Process Flow of PCR Analysis with DNA Test Kits – Step by Step Procedure


  • Obtain SAMPLE [For Animal (Shrimp) sample, use less than 10mg.] —> HOMOGENIZE manually.
  • Add 40ul of the GenCheck extraction Reagent.
  • Vortex.
  • Centrifuge at 10000 rpm for 30 seconds.
  • Heat block (Thermo-Shaker) at 98-100 °C for 10 minutes.
  • Stay on ice for 1 minute.
  • Centrifuge at 10000 rpm for 5 minutes.
  • Transfer 5 ul of the Supernatant liquid to a new 1.5ml tube.
  • Add 95ul of the RNase-free water.


For Sample

  • Prepare the PCR mix in a 1.5ml tube as follows:

         PCR enzyme     5ul X
     RNase-free water    2ul X
     Primer solution     2ul X

  • Vortex the PCR mix.
  • Put 9ul of the PCR mix into each PCR tube.
  • Put 1ul of the sample DNA or 1ul of the Positive Control into each PCR tube.
  • Multi spin.
  • Perform the PCR step.


  • The PCR Cooler Set, the PCR enzyme and the Positive Controls MUST be FROZEN (stored at – 20°C).
  • All Reagents for example, the RNase-free water and the Primer solutions, MUST be REFRIGERATED (stored at +2°C to +8°C) or in COLD temperature
  • Put the 1.5 or 2.0 ml Tube Rack on TOP of an ICE PACK or on TOP of ICE during use or when preparing the PCR reagants and the PCR mix.

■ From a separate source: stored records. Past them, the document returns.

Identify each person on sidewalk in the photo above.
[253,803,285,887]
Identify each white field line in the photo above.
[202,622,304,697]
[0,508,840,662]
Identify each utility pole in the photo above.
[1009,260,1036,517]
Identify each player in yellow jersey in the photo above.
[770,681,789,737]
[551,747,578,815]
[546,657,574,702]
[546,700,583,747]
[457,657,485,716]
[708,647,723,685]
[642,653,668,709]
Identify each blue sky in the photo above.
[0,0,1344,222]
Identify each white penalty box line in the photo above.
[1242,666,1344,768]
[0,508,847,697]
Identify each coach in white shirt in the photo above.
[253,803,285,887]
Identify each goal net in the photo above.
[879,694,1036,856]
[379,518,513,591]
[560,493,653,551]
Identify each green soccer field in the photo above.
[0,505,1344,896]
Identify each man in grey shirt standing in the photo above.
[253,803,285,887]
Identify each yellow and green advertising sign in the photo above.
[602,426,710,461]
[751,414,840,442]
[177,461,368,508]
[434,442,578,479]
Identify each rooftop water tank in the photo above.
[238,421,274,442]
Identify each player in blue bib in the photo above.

IDENTIFICATION of the Shrimp Pathogen(s):

  • Prepare the Latex Mixture below (in a 1.5ml tube) as follows:

         Latex solution     1.5ul X
     Dilution Buffer     20ul X

  • Centrifuge the above Latex Mixture.
  • Put 21.5 ul of the Latex Mixture into a tube after the PCR step.
  • After this, put a C-PAS Strip into each PCR tube.
  • Wait for 10 minutes.
  • And finally, visually IDENTIFY the SHRIMP PATHOGEN(S) that appear as BLUE line(s) on the C-PAS Strip or by placing the C-PAS Strip(s) into the C-PAS Card or Image READER.